Going on a 2-day hike? Bring a week’s worth of food and water if you can! Oh, you probably won’t need that machete for your camping trip? Bring it anyways!
If shit hits the fan, you’ll be grateful you brought em. You’ll really never know when you need em gears and supplies.
And speaking of gears,
4. Never settle for cheap outdoor gear
Part of what made Ralston’s amputation harder was the dull knife from his really cheap multitool. But hey, you get what you pay for.
Which is why spending a few extra bucks on something with better quality is essential. What’s the point of saving 100 bucks on let’s say a cheap 20-buck knife when if it breaks, you’ll have to get a new one over and over again probably spending 100 bucks anyways? Might as well invest in something that can last way longer, no?
Quality over quantity.
5. Before you go on a trip, tell someone
Travelling and exploring alone defines the word “freedom”. I personally enjoy travelling alone. Hell, I enjoy doing most things alone. But when it comes to travelling somewhere, especially faraway places, telling someone could save your life.

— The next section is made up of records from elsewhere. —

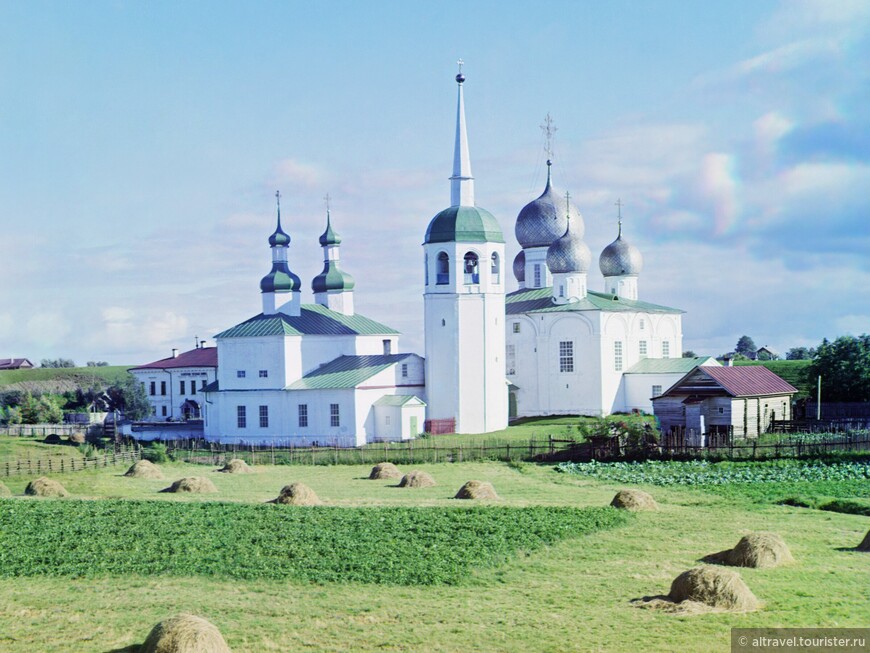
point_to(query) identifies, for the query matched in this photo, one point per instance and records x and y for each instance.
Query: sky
(141, 145)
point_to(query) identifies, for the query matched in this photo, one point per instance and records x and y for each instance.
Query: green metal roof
(467, 224)
(346, 372)
(669, 365)
(398, 400)
(313, 319)
(539, 300)
(332, 279)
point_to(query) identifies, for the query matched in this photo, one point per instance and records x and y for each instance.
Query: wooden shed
(719, 400)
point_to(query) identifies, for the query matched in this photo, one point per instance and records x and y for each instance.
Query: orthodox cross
(549, 132)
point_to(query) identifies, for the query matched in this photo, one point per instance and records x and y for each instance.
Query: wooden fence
(66, 464)
(410, 452)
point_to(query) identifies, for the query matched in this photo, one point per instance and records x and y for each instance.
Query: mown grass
(572, 595)
(401, 546)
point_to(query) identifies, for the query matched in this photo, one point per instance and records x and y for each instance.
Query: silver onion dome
(620, 257)
(569, 253)
(520, 266)
(545, 219)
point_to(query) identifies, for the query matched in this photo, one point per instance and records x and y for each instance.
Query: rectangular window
(264, 417)
(511, 359)
(566, 356)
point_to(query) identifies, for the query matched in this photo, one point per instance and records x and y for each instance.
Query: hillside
(792, 371)
(58, 380)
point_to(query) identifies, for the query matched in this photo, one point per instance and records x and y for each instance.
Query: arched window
(472, 269)
(442, 274)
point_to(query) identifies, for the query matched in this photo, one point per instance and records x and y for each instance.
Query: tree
(799, 354)
(844, 366)
(745, 346)
(129, 396)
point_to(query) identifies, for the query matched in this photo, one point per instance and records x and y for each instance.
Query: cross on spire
(618, 205)
(549, 132)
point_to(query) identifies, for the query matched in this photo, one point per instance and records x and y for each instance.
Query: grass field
(571, 595)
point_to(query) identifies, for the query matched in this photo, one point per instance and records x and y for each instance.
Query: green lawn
(572, 595)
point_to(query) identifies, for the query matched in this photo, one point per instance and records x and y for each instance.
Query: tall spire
(461, 183)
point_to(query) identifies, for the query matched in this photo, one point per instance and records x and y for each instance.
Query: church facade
(321, 373)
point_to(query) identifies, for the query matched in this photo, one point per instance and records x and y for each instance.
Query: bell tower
(464, 305)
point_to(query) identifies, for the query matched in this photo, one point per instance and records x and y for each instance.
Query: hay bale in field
(634, 500)
(144, 469)
(236, 466)
(192, 484)
(297, 494)
(715, 587)
(417, 478)
(185, 633)
(384, 470)
(476, 490)
(45, 487)
(758, 550)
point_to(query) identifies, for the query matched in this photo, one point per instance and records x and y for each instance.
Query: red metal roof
(199, 357)
(748, 380)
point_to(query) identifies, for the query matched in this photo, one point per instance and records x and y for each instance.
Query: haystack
(236, 466)
(192, 484)
(634, 500)
(144, 469)
(45, 487)
(185, 633)
(417, 478)
(758, 550)
(714, 587)
(384, 470)
(297, 494)
(476, 490)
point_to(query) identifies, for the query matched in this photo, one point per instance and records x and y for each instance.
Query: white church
(321, 373)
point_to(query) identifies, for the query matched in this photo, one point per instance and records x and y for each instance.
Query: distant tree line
(34, 407)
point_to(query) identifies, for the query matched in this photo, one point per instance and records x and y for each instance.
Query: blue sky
(141, 145)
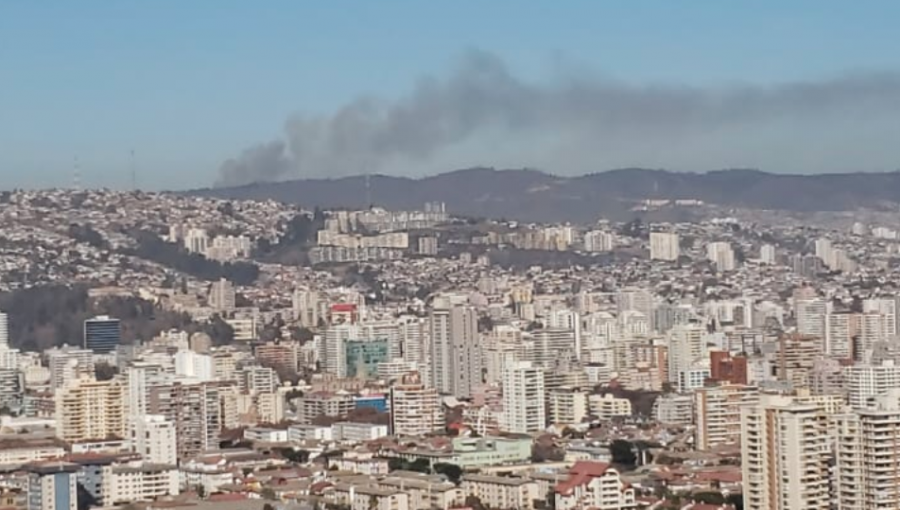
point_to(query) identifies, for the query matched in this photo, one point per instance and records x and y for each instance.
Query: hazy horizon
(246, 93)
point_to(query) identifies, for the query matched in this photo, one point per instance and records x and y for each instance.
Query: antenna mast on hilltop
(76, 175)
(368, 178)
(133, 172)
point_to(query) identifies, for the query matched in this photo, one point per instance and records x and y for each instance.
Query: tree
(86, 500)
(103, 371)
(297, 456)
(623, 453)
(451, 471)
(709, 497)
(736, 500)
(475, 503)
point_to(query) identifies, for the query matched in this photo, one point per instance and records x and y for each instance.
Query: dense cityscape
(169, 351)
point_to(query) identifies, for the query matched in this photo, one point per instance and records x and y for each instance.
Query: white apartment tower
(722, 255)
(597, 241)
(686, 347)
(153, 437)
(717, 413)
(664, 246)
(886, 307)
(868, 456)
(415, 408)
(306, 304)
(524, 404)
(786, 452)
(811, 316)
(865, 381)
(90, 409)
(455, 350)
(222, 296)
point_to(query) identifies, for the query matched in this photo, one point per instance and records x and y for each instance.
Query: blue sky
(189, 84)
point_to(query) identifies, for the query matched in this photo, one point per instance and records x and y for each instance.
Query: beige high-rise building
(194, 409)
(686, 348)
(415, 408)
(567, 406)
(455, 350)
(868, 456)
(90, 409)
(786, 452)
(863, 382)
(717, 413)
(722, 255)
(664, 246)
(222, 296)
(524, 406)
(153, 437)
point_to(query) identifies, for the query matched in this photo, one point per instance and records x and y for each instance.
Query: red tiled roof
(234, 496)
(581, 474)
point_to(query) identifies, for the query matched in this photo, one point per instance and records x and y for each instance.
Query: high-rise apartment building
(52, 486)
(4, 330)
(307, 305)
(524, 407)
(664, 246)
(767, 254)
(415, 408)
(722, 255)
(865, 381)
(567, 406)
(195, 411)
(222, 296)
(552, 347)
(886, 307)
(102, 334)
(90, 409)
(810, 314)
(717, 413)
(868, 456)
(455, 350)
(597, 241)
(686, 348)
(786, 455)
(153, 437)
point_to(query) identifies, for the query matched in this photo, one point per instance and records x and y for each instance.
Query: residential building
(502, 491)
(415, 408)
(524, 408)
(717, 413)
(455, 350)
(786, 455)
(868, 456)
(595, 485)
(87, 409)
(154, 438)
(222, 296)
(865, 381)
(664, 246)
(126, 484)
(102, 334)
(606, 407)
(52, 486)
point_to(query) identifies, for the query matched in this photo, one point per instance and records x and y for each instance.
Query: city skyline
(187, 89)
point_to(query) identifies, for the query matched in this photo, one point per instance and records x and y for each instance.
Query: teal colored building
(363, 357)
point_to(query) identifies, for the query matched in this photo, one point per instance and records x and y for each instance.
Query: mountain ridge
(534, 195)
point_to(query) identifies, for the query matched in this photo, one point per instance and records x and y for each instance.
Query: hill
(536, 196)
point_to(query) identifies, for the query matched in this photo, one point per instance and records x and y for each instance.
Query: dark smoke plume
(574, 124)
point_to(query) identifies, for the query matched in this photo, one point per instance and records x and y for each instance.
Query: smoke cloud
(481, 113)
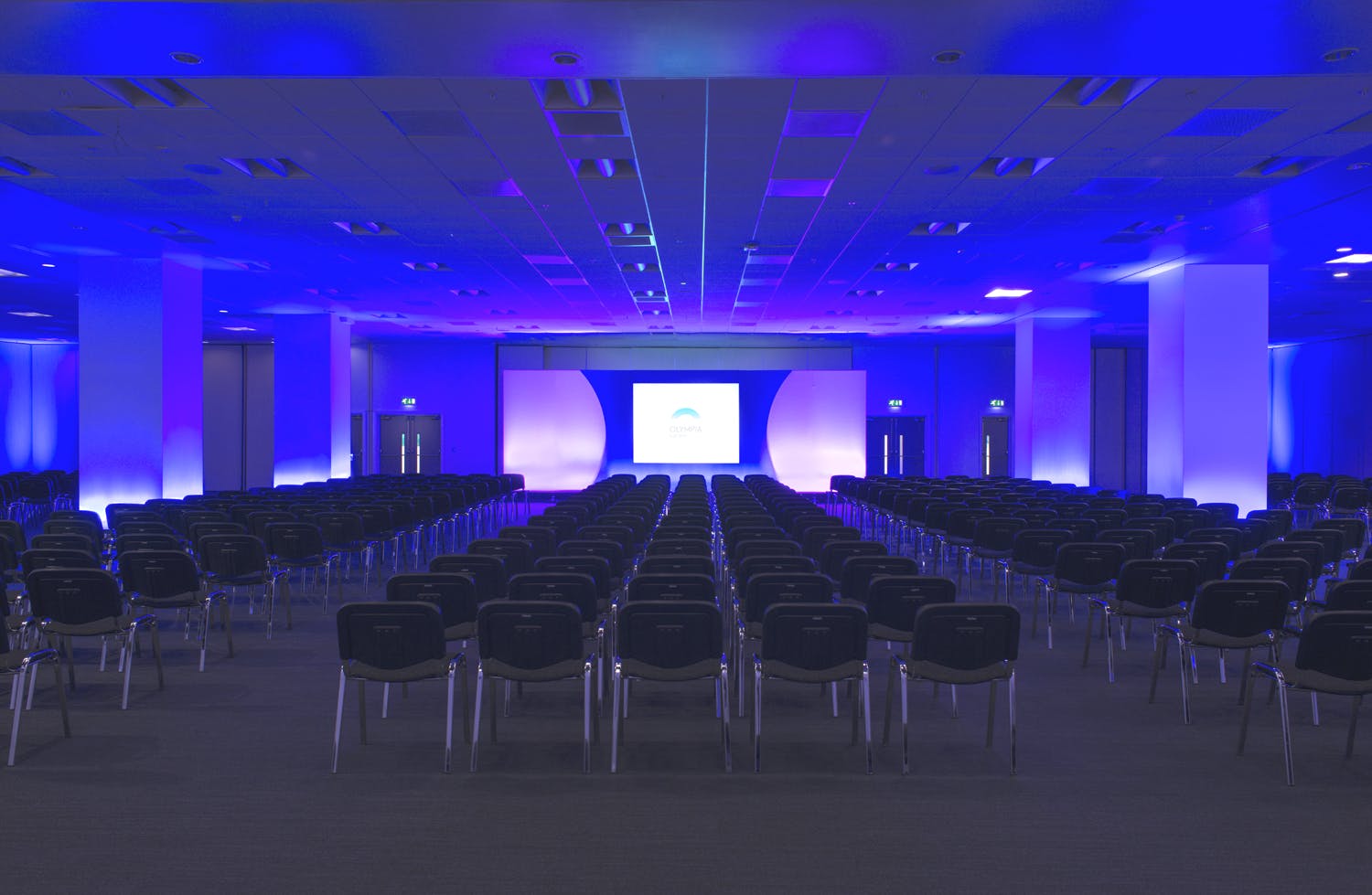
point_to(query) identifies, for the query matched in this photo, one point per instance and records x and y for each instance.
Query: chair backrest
(1338, 645)
(486, 571)
(1210, 557)
(1349, 595)
(452, 592)
(1088, 562)
(606, 549)
(1240, 609)
(1231, 538)
(671, 587)
(232, 555)
(1294, 570)
(669, 634)
(73, 596)
(158, 573)
(814, 538)
(768, 588)
(518, 554)
(834, 554)
(390, 634)
(529, 634)
(895, 599)
(1037, 547)
(966, 636)
(996, 533)
(1138, 541)
(66, 540)
(678, 546)
(294, 541)
(814, 636)
(57, 558)
(1330, 540)
(1157, 582)
(557, 587)
(541, 538)
(858, 573)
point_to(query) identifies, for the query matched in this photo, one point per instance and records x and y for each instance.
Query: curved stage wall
(563, 430)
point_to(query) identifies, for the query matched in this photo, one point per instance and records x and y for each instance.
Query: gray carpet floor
(221, 783)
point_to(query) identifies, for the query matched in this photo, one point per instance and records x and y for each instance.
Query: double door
(895, 446)
(411, 444)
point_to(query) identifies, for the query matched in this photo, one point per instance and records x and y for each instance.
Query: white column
(1207, 384)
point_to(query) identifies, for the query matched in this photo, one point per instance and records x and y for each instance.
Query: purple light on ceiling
(779, 186)
(814, 123)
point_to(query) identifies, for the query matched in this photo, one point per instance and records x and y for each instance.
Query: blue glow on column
(1207, 384)
(312, 391)
(1053, 400)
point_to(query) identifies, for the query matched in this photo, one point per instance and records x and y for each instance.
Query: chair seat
(875, 631)
(562, 670)
(806, 676)
(1306, 678)
(113, 625)
(944, 675)
(696, 670)
(419, 672)
(1139, 610)
(1202, 637)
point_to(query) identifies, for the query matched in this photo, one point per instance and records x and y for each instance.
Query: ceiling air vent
(628, 235)
(938, 228)
(365, 228)
(1012, 166)
(148, 92)
(1099, 92)
(11, 166)
(269, 167)
(1281, 166)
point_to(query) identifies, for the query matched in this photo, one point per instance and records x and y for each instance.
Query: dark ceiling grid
(814, 147)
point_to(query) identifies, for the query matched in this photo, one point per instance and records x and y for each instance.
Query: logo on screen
(685, 427)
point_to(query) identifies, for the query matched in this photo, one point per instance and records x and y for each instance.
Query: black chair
(1032, 554)
(959, 643)
(395, 643)
(169, 579)
(814, 643)
(894, 601)
(669, 640)
(1078, 568)
(18, 664)
(1333, 656)
(486, 571)
(532, 642)
(1144, 588)
(87, 603)
(241, 560)
(1224, 615)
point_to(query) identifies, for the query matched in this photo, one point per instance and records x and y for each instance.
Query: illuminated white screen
(685, 422)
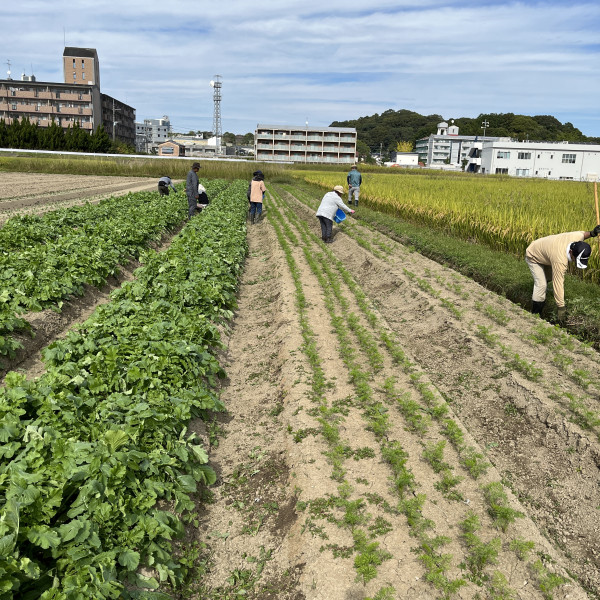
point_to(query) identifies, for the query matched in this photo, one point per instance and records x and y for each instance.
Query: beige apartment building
(77, 99)
(305, 144)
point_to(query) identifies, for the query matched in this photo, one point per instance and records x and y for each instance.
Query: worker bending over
(549, 258)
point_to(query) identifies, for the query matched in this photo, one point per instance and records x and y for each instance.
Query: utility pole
(216, 85)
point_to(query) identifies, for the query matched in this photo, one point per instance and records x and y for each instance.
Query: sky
(285, 62)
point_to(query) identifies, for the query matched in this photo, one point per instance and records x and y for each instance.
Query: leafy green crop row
(44, 259)
(96, 464)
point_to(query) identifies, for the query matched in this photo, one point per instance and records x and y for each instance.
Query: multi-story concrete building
(549, 160)
(42, 102)
(305, 144)
(447, 148)
(151, 133)
(77, 99)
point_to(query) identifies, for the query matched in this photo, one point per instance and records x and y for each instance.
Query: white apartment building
(152, 132)
(305, 144)
(549, 160)
(447, 149)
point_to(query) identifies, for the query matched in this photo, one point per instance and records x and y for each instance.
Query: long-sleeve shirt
(354, 178)
(329, 205)
(553, 251)
(257, 189)
(191, 185)
(166, 181)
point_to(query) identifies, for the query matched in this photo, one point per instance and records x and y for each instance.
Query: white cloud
(284, 62)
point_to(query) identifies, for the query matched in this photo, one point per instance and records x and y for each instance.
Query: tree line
(384, 131)
(25, 134)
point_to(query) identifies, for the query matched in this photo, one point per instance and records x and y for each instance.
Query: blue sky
(286, 62)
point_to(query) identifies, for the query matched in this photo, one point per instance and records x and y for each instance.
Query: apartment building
(42, 102)
(548, 160)
(78, 98)
(151, 133)
(305, 144)
(446, 148)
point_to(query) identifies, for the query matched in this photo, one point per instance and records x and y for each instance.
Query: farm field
(391, 430)
(27, 193)
(402, 409)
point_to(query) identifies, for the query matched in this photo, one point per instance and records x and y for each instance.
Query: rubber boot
(537, 307)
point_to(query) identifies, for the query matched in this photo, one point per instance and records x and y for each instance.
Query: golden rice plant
(502, 212)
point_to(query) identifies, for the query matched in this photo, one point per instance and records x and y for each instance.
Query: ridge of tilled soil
(550, 462)
(271, 427)
(256, 539)
(58, 191)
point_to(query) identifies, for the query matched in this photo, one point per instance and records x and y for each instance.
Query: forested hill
(385, 130)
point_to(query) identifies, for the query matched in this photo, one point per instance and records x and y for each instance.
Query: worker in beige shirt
(549, 258)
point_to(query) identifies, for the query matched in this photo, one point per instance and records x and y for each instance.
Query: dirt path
(394, 431)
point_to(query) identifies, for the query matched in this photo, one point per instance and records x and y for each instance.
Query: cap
(582, 252)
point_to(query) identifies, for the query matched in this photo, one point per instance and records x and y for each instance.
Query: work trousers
(255, 207)
(541, 275)
(192, 201)
(326, 227)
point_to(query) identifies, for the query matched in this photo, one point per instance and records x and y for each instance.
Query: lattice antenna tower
(217, 130)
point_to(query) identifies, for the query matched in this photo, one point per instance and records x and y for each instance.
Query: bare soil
(33, 193)
(278, 523)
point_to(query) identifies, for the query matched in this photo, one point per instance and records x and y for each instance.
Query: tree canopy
(391, 127)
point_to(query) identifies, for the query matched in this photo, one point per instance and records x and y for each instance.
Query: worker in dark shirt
(163, 186)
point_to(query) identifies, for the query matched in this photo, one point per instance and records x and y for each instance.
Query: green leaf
(129, 559)
(43, 536)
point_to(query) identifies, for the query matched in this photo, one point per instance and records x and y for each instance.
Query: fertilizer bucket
(340, 215)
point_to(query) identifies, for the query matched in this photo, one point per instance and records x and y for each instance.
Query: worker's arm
(592, 233)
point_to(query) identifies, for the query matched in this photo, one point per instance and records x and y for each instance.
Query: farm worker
(163, 186)
(549, 258)
(354, 180)
(256, 195)
(329, 204)
(191, 189)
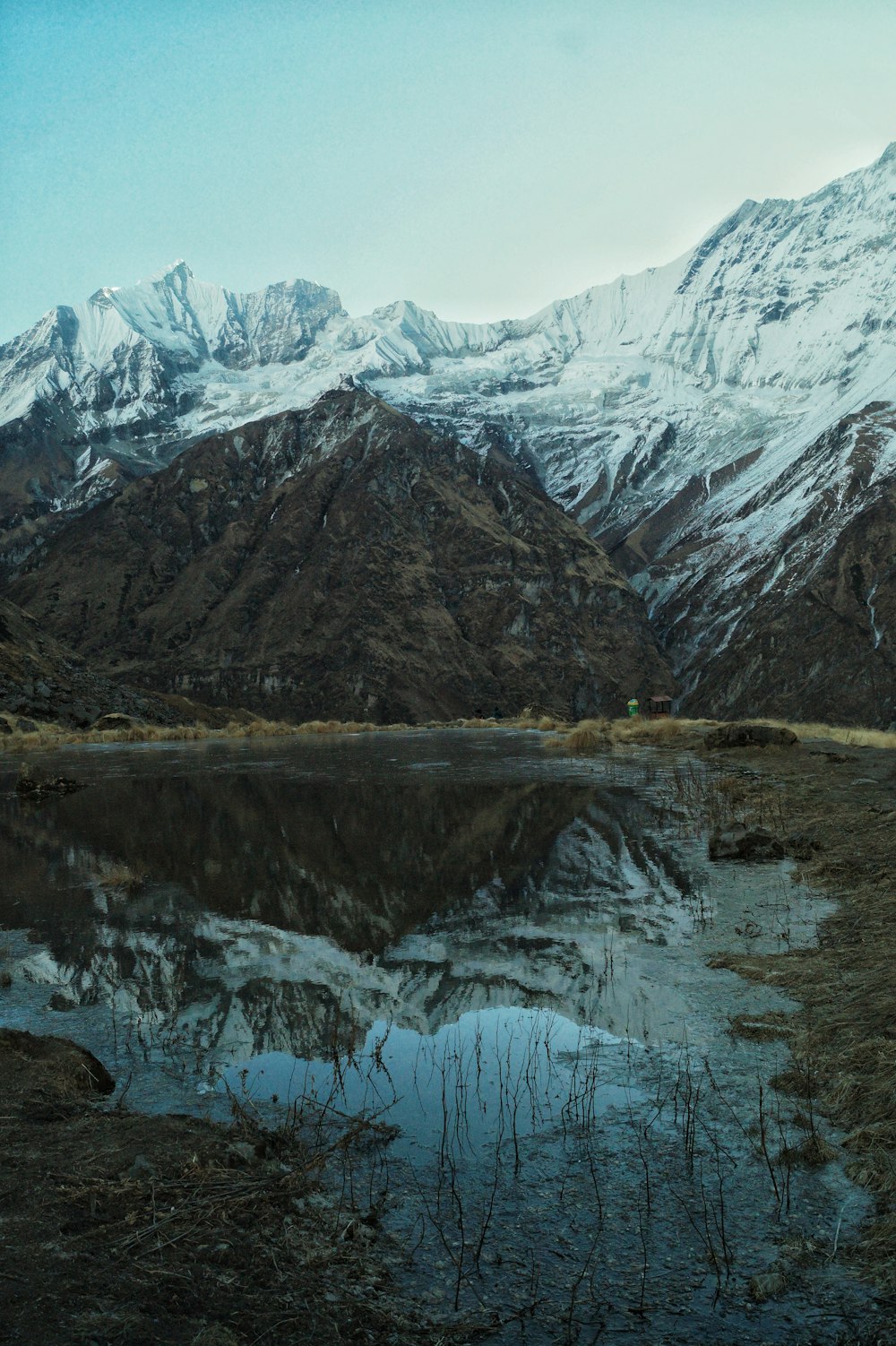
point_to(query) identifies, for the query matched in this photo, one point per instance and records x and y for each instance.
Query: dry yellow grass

Your family, your friends, roommates, your neighbours. Hell, even your ex if you have to. or if you ain’t got anyone to tell, post it somewhere on social media.
In case you haven’t been seen or can’t be contacted, they can at least help the authorities narrow down their search in case anything happens. This immensely increases your chance of being found and depending on the situation, your chance of survival as well.
6. We’re more capable than we think
In his book, Ralston said he underestimated his ability to survive multiple times. But guess what? The guy literally powered through every milestone that he thought would be his last.
And that’s the power of adversity. It makes us dig deeper, way deeper than we normally would. It keeps us in touch with whatever motivates us, even if we’re driven into a corner and have lost all motivation. It shows us that despite what we think, we’re more capable than we think.
I guess sometimes you have to fall to get yourself back up, huh?
7. Some things are worth the sacrifice
Oftentimes, we’ve been in situations where we know we’ll have to sacrifice something to get what we want, but we didn’t ‘cause it’s a tough choice to make. But hey, if it’s worth the sacrifice, we gotta go for it.
Ralston sacrificed his arm for his freedom and survival. Surely it’s easier to sacrifice our free time to spend some time with the family, hold back on shopping even if there’s a sale to save some money, go through a few weeks of depressing drunken nights to let go of a toxic relationship or hell, even sacrificing the queen for a checkmate in chess.